After you do your monster purge then you start to organize things . At which point most storage solutions are not really required since you actually have like 25 to 80% less stuff. Then the trick to preventing clutter from all from coming back is to keep everything in its place. Assign a home for EVERYTHING and put it back when you are done using it. She cautions not to try and organize as you purge as you will lose focus and then stop.
Overall I’m done clothes, books, DVDs and still working on papers…I got side tracked by having to finish my taxes. I have to agree with the idea of the monster purge idea as once you get going you hit a sort of momentum that makes the effort of keeping going easier. My motivation for this is the dream of waking up in house where I love everything that is there…my neglected items are gone and I can FIND things easily. She rightly points out without some kind of goal in mind the process really won’t work.

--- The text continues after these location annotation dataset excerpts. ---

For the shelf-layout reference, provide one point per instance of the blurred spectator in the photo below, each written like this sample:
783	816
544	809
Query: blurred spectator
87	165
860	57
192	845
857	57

This isn’t to say that some of her ideas are a bit odd like unpacking your purse or bag completely at the end of each day after you get back home from work. Umm, no thanks. Too much work for no real point. Or that she treats objects like they have personality and you should thank them for their service. So feel free to ignore the really odd ideas in the book…I am.
In the end, I have to say I was pleasantly surprised by the book and I am finding it useful so far. It remains to be seen if I can complete the process, but I’m enjoying the results so far. So have you read the book yet? Do you think Marie is nuts or brilliant…or perhaps in between?